Fleksy launches third-party iOS keyboard SDK

Fleksy keyboard (teaser 001)

Although the stock iOS keyboard has come a long way since the original iPhone, Apple in past six years has largely made incremental improvements to one of the most important features of touch devices. For example, a new keyboard in iOS 7 features a number of smart functions such as the improved auto-correct function, while introducing new light and dark themes.

Enter Fleksy, a San Francisco-based startup which has offered up its own keyboard app for iOS devices for the past year and a half. They have now created a software development kit (SDK) allowing Apple’s registered iOS developers to implement additional keyboard layouts and looks in their apps to augment Apple’s rather restricted stock choices…

The Verge sat down with Fleksy founder Ioannis Verdelis who explained that their SDK integrates the keyboard “deeper than it’s ever been integrated”. Their standalone app was more like a proof of concept for people with vision problems, combining gestures and touch typing to speed up writing on tiny smartphone screens.

The app lets folks swipe their thumb to make spaces between words and slide between suggested words before they’re finished typing them out. “Fleksy’s creators go so far as to say you can even type on it without looking, like people do on physical computer keyboards,” explains The Verge.

The SDK takes the concept of third-party keyboards on iPhone, iPod touch and iPad devices to the next level. It’s interesting that the SDK launched with initial integration with four notable apps: the Google Voice client GV Connect, typing aid Blindsquare, text editor Wordbox and productivity tool Launch Center Pro.

Here’s Launch Center with a Fleksy keyboard.

Fleksy keyboard (screenshot 001)

Cool, no?

The aforementioned apps will be soon updated with support for Fleksy’s keyboard.

UPDATE: Launch Center Pro 2.1 with Fleksy integration is now live in the App Store.

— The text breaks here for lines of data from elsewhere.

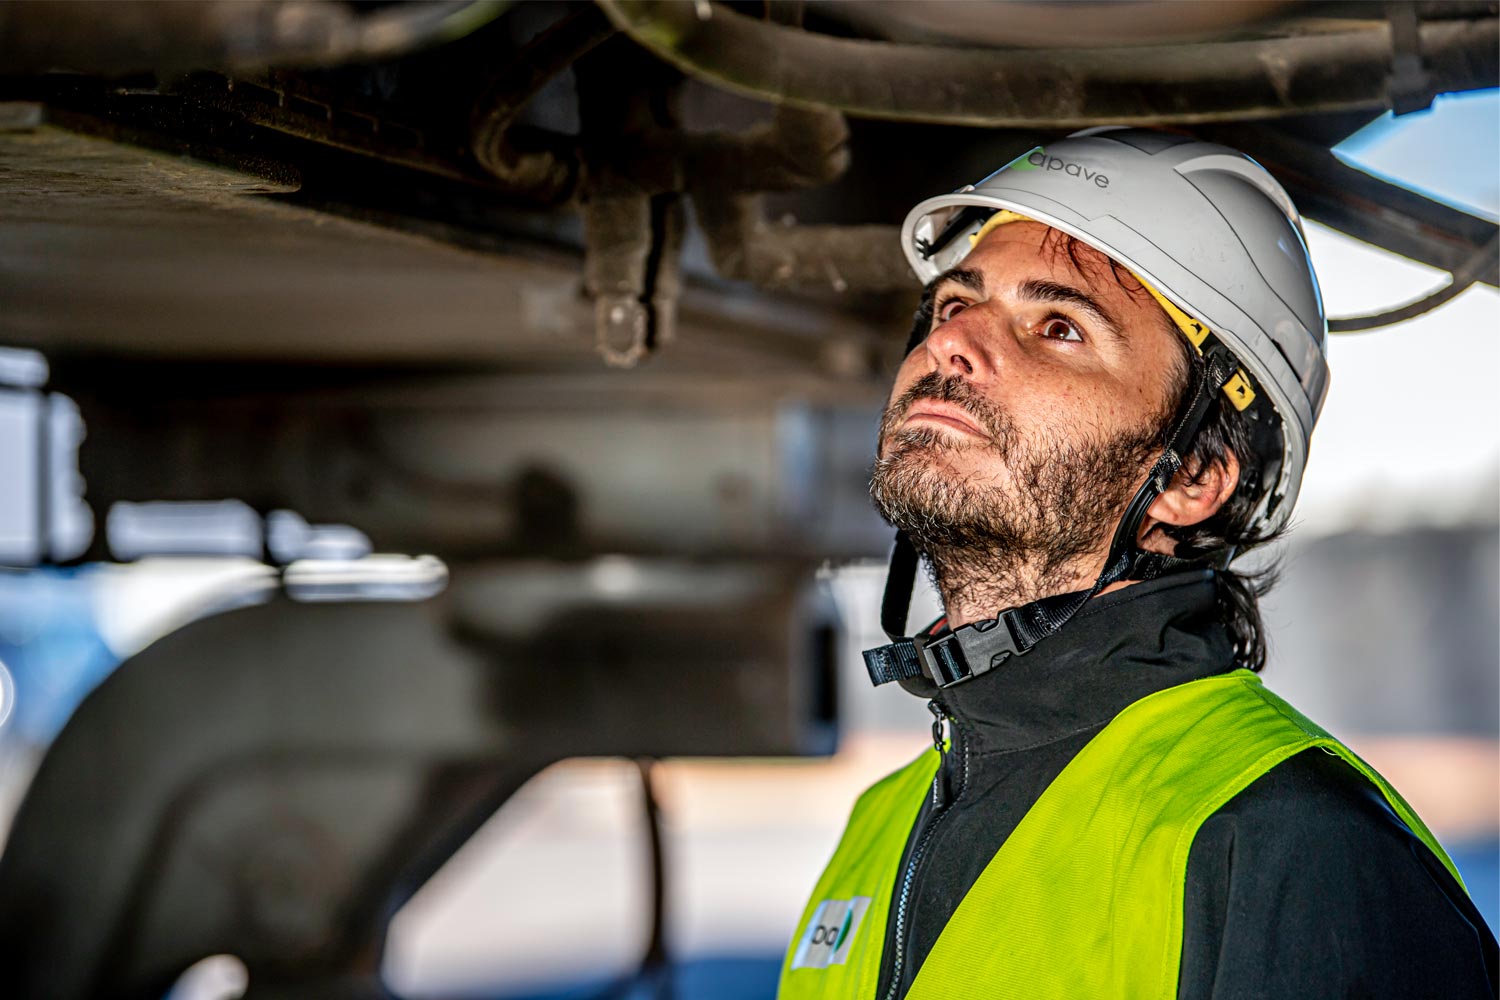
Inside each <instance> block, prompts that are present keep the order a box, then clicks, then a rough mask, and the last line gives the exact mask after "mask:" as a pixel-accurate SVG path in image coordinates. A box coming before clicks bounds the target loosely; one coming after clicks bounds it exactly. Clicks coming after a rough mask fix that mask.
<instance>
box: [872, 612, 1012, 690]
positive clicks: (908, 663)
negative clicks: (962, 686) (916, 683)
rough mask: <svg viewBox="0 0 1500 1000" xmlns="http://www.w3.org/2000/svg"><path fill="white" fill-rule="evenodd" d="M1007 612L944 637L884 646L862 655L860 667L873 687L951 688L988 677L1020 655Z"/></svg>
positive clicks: (963, 625)
mask: <svg viewBox="0 0 1500 1000" xmlns="http://www.w3.org/2000/svg"><path fill="white" fill-rule="evenodd" d="M1010 618H1011V612H1007V613H1005V615H1001V616H999V618H987V619H984V621H983V622H974V624H972V625H960V627H959V628H956V630H953V631H951V633H948V634H947V636H939V637H938V639H932V637H929V636H913V637H910V639H901V640H898V642H892V643H889V645H886V646H876V648H874V649H865V651H864V666H865V670H868V672H870V681H871V682H873V684H876V685H880V684H888V682H891V681H906V679H912V678H918V676H926V678H929V679H930V681H932V682H933V684H936V685H938V687H939V688H947V687H953V685H954V684H959V682H962V681H968V679H969V678H977V676H980V675H981V673H989V672H990V670H993V669H995V667H998V666H1001V664H1002V663H1005V661H1007V660H1010V658H1011V657H1013V655H1016V654H1019V652H1023V648H1022V643H1020V642H1019V640H1017V637H1016V633H1014V631H1013V628H1011V622H1010Z"/></svg>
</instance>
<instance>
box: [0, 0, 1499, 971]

Strangely enough, the SDK is not open to everyone as developers must file a request to get access to Fleksy’s soft keyboard API. Fleksy has a final say over who gets access.

Verdelis says that’s so the company can make sure everything looks good and is simple to toggle,” The Verge writes.

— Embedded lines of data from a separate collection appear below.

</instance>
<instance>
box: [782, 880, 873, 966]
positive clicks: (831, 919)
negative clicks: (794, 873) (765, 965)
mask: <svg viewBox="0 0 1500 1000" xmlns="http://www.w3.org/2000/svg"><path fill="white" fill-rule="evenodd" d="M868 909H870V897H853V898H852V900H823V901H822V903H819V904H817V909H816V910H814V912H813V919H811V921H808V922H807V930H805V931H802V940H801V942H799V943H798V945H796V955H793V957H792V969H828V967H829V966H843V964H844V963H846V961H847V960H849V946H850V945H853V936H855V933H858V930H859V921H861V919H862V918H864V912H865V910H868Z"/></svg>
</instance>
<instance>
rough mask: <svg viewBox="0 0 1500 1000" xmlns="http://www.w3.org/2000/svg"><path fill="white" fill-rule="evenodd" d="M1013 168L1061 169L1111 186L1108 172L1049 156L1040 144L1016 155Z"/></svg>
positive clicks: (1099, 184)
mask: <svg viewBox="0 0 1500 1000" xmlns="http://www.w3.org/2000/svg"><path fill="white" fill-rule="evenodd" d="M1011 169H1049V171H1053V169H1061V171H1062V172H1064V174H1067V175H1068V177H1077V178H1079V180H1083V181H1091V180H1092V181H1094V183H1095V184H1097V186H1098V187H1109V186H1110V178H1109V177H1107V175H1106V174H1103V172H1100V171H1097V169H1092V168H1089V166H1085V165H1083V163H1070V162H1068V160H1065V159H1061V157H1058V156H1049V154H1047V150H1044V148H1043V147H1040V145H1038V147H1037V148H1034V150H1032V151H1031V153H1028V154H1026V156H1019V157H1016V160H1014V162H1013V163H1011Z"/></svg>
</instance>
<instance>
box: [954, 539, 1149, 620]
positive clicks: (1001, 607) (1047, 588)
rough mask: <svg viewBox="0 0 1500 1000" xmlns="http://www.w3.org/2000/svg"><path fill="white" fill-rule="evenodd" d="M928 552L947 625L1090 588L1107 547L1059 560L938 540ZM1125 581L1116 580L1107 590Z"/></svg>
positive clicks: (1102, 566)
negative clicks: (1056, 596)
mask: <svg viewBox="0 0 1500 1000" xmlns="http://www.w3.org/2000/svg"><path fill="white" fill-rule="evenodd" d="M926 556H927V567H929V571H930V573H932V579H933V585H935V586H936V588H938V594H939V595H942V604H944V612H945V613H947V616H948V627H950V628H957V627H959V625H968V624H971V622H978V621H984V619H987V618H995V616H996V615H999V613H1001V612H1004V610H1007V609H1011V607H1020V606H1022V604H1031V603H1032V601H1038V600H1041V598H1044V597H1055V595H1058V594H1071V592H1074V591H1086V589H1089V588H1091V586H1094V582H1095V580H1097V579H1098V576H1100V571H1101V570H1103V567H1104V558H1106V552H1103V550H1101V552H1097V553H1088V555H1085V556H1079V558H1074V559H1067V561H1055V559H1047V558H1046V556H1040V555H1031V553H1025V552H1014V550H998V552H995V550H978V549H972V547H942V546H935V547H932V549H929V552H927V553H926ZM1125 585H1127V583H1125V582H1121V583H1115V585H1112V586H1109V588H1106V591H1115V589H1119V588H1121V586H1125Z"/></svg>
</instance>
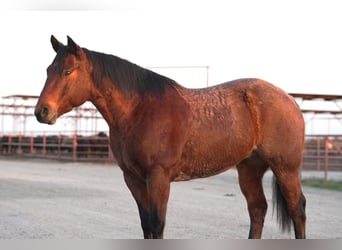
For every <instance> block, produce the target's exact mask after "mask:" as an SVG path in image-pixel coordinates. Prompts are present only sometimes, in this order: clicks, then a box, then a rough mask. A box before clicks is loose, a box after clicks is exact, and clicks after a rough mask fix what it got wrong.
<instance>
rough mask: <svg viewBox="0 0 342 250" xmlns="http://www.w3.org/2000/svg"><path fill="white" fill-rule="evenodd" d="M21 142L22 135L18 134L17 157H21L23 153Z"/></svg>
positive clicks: (21, 143)
mask: <svg viewBox="0 0 342 250" xmlns="http://www.w3.org/2000/svg"><path fill="white" fill-rule="evenodd" d="M22 142H23V135H22V134H19V135H18V149H17V154H18V155H21V154H22V153H23V148H22Z"/></svg>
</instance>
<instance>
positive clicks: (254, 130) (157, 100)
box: [35, 36, 306, 238]
mask: <svg viewBox="0 0 342 250" xmlns="http://www.w3.org/2000/svg"><path fill="white" fill-rule="evenodd" d="M67 39H68V43H67V45H63V44H62V43H61V42H59V41H58V40H57V39H56V38H55V37H54V36H51V44H52V47H53V49H54V50H55V52H56V57H55V58H54V60H53V62H52V64H51V65H50V66H49V67H48V68H47V80H46V83H45V86H44V88H43V90H42V92H41V94H40V98H39V100H38V102H37V105H36V107H35V116H36V118H37V120H38V121H39V122H41V123H47V124H54V123H55V122H56V120H57V118H58V117H59V116H61V115H62V114H64V113H66V112H69V111H70V110H72V108H74V107H77V106H79V105H81V104H83V103H84V102H85V101H90V102H92V103H93V104H94V105H95V107H96V108H97V109H98V111H99V112H100V113H101V114H102V116H103V117H104V119H105V120H106V122H107V123H108V126H109V130H110V146H111V149H112V151H113V154H114V156H115V158H116V160H117V162H118V165H119V166H120V168H121V169H122V171H123V175H124V180H125V183H126V184H127V186H128V188H129V190H130V191H131V193H132V195H133V197H134V199H135V200H136V203H137V206H138V210H139V215H140V219H141V226H142V230H143V234H144V238H163V232H164V226H165V217H166V210H167V202H168V198H169V192H170V182H172V181H186V180H191V179H195V178H203V177H209V176H212V175H216V174H219V173H221V172H223V171H226V170H228V169H230V168H232V167H234V166H236V169H237V172H238V176H239V177H238V179H239V185H240V188H241V191H242V193H243V195H244V196H245V198H246V200H247V207H248V212H249V217H250V230H249V238H261V235H262V228H263V224H264V217H265V214H266V210H267V206H268V205H267V202H266V198H265V195H264V191H263V185H262V178H263V175H264V173H265V172H266V170H267V169H271V170H272V172H273V174H274V188H273V205H275V207H276V208H277V210H276V211H277V217H278V223H279V224H280V226H281V228H282V229H283V230H290V229H291V225H292V224H293V226H294V233H295V237H296V238H305V221H306V215H305V203H306V202H305V197H304V195H303V193H302V188H301V181H300V164H301V160H302V151H303V145H304V121H303V116H302V113H301V111H300V109H299V108H298V106H297V104H296V103H295V101H294V100H293V98H291V97H290V96H289V95H288V94H287V93H285V92H284V91H283V90H281V89H279V88H278V87H275V86H274V85H272V84H270V83H268V82H266V81H263V80H260V79H239V80H234V81H230V82H226V83H223V84H220V85H216V86H212V87H208V88H202V89H187V88H184V87H182V86H181V85H179V84H177V83H176V82H175V81H174V80H171V79H169V78H167V77H165V76H162V75H159V74H157V73H155V72H152V71H150V70H148V69H145V68H142V67H139V66H138V65H135V64H133V63H131V62H129V61H127V60H124V59H121V58H119V57H116V56H113V55H109V54H104V53H99V52H95V51H91V50H88V49H86V48H81V47H80V46H79V45H77V44H76V43H75V42H74V41H73V40H72V39H71V38H70V37H69V36H68V37H67ZM227 212H228V210H227Z"/></svg>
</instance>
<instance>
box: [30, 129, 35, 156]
mask: <svg viewBox="0 0 342 250" xmlns="http://www.w3.org/2000/svg"><path fill="white" fill-rule="evenodd" d="M30 152H31V155H33V154H34V135H33V132H32V134H31V138H30Z"/></svg>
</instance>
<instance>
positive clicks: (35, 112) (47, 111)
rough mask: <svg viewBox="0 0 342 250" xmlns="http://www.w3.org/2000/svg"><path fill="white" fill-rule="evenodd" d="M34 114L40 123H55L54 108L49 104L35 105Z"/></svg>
mask: <svg viewBox="0 0 342 250" xmlns="http://www.w3.org/2000/svg"><path fill="white" fill-rule="evenodd" d="M34 115H35V116H36V118H37V120H38V121H39V122H40V123H46V124H49V125H52V124H55V123H56V120H57V111H56V109H53V108H51V107H50V106H49V105H42V106H36V109H35V111H34Z"/></svg>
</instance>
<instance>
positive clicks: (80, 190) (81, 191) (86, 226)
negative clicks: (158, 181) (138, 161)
mask: <svg viewBox="0 0 342 250" xmlns="http://www.w3.org/2000/svg"><path fill="white" fill-rule="evenodd" d="M313 175H323V173H317V172H303V174H302V176H303V178H306V177H309V176H313ZM271 177H272V173H271V172H267V174H266V176H265V178H264V187H265V193H266V197H267V200H268V203H269V209H268V213H267V216H266V219H265V226H264V231H263V238H267V239H271V238H285V239H288V238H293V237H294V236H293V232H291V233H290V234H289V233H283V232H281V231H280V230H279V227H278V225H277V223H276V218H275V216H274V217H272V202H271V196H272V195H271ZM329 177H330V178H332V179H340V180H342V173H329ZM304 194H305V196H306V198H307V237H308V238H315V239H335V238H342V210H341V207H342V206H341V205H342V192H336V191H327V190H320V189H315V188H309V187H304ZM248 230H249V217H248V214H247V208H246V202H245V199H244V197H243V196H242V194H241V192H240V189H239V185H238V181H237V173H236V171H235V170H230V171H227V172H225V173H223V174H221V175H218V176H214V177H211V178H206V179H198V180H192V181H188V182H177V183H172V186H171V194H170V199H169V205H168V213H167V223H166V228H165V235H164V236H165V238H171V239H244V238H246V237H247V235H248ZM51 238H53V239H136V238H142V231H141V229H140V221H139V217H138V209H137V207H136V204H135V201H134V200H133V198H132V196H131V194H130V193H129V191H128V188H127V187H126V185H125V183H124V181H123V177H122V172H121V170H120V169H119V168H118V167H116V166H111V165H101V164H83V163H60V162H48V161H38V160H34V161H18V160H5V159H0V239H51Z"/></svg>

Verdelis says he’s leaving it up to others to determine whether they want to offer Fleksy as a free add-on, or as a paid upgrade through in-app purchase. That could mean a user pays over and over again in multiple apps to get access to the system they’re used to.

I was wondering why nobody seized the opportunity to fill the iOS keyboard space with an SDK of sorts, especially given how Android fans are proud with their ability to easily install any third-party keyboard on their devices.

Even the maker of the popular Android keyboard SwiftKey said Apple should liberalize the iOS keyboard, suggesting the company “would jump on it with the greatest speed we could bring to the table”.

Speaking of SwiftKey, they just released a new Android beta keyboard which adds over 500 emojis and an optional number row.

If you ask me, Apple really needs to open up iOS to third-party keyboards.

Unofficial solutions like SwiftKey are nice, but they’re not so great for the user experience because people expect consistent behavior across apps and changing the keyboard for different apps is just bad from the UX standpoint.